Corriere della Sera - La Lettura
La traversata dell’inverno alle origini di Seamus Heaney
La poesia di Seamus Heaney (19392013) tiene insieme, per un dono, il parlare dettagliatamente e in concreto dei suoi oggetti e l’alludere ad altro. Quando in Wintering Out (1972) perlustra la torba, la palude, il fango alluvionale, il poeta futuro premio Nobel sta continuando un suo personale scavo. È evidente e insieme insondabile il luogo di quello sprofondamento, di quello scandaglio, come lui dice. La stratificazione densa e materica in cui il poeta si cala è, per forza di cose, la lingua stessa. Ma essa evita di rinchiudersi in sé, di essere l’oggetto di una metafora.

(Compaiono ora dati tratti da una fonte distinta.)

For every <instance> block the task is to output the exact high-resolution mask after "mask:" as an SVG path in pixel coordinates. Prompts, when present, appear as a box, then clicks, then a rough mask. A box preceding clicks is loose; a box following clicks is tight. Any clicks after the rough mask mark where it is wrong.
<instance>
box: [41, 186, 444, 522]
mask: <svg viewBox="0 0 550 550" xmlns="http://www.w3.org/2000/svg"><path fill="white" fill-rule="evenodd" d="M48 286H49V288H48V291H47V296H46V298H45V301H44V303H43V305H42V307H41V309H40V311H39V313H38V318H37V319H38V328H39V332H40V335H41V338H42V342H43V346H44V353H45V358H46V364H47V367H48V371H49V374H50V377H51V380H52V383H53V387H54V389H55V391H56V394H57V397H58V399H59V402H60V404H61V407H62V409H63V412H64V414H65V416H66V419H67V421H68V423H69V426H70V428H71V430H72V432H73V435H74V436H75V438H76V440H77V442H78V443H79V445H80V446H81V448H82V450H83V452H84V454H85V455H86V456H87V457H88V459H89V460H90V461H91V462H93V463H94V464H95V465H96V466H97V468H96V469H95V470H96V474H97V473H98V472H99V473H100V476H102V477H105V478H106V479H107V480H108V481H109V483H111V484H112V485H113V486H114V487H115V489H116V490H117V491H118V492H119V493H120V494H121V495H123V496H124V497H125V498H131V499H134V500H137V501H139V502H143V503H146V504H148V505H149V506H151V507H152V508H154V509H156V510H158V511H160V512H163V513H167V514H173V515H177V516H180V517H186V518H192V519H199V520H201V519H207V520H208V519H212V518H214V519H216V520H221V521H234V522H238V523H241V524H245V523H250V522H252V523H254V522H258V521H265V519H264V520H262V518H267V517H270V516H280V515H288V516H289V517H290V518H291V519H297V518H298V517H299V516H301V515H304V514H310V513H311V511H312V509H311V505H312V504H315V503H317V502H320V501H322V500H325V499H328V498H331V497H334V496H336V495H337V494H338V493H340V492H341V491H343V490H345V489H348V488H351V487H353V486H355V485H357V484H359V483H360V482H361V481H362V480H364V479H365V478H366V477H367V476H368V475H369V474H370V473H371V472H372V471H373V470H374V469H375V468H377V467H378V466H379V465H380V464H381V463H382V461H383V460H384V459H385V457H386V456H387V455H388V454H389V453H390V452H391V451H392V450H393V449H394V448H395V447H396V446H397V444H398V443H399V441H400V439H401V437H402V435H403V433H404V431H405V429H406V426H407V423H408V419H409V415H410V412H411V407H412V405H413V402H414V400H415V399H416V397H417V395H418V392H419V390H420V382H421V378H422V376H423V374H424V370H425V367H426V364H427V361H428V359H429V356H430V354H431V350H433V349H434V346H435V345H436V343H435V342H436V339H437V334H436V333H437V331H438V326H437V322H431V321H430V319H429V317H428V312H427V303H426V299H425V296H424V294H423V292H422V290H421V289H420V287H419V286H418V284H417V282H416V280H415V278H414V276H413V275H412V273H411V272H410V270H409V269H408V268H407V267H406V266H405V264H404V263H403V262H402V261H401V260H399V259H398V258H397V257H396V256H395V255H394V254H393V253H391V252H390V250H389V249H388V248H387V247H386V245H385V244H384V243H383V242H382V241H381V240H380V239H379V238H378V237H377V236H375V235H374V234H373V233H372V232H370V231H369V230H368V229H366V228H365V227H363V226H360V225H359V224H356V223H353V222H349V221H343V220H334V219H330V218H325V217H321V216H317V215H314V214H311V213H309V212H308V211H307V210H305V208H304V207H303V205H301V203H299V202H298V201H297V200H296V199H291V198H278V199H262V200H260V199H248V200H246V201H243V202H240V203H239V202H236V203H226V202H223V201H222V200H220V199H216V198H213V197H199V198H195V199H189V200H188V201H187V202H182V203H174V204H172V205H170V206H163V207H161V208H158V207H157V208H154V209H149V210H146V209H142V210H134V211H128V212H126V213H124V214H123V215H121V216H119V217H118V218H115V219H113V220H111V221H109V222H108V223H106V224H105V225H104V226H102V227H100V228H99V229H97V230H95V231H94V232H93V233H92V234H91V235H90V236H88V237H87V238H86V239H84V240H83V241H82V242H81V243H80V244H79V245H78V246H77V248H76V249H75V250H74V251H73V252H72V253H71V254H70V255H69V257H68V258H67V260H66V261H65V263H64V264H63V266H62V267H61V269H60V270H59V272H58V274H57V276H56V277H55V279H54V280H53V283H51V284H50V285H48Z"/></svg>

La parola di questa terza, storica raccolta di Heaney, appunto Traversare
l’inverno (ora ritradotta interamente da
Marco Sonzogni e pubblicata da Gabriele Capelli Editore, dopo la scelta inclusa nel «Meridiano» Mondadori delle Poesie), è tutta dedita a percorrere, varcare. L’inverno, la foschia, le cose sono oggetto in sé e insieme discorso figurato. L’uomo fossile della torbiera riemerge, porta alla luce il suo travaglio (che forse allude a quello dell’Irlanda del Nord, anche se il ritrovamento ha luogo in Danimarca).
Il poeta indugia nel punto in cui la lingua (vera, sottile protagonista del libro) è rugosa. Misurare l’estensione di ciò che è tattile e visibile significa anche mappare il suo continuo sfuggire alla comprensione. Ciò che è qui e così è anche il cuore dell’enigma.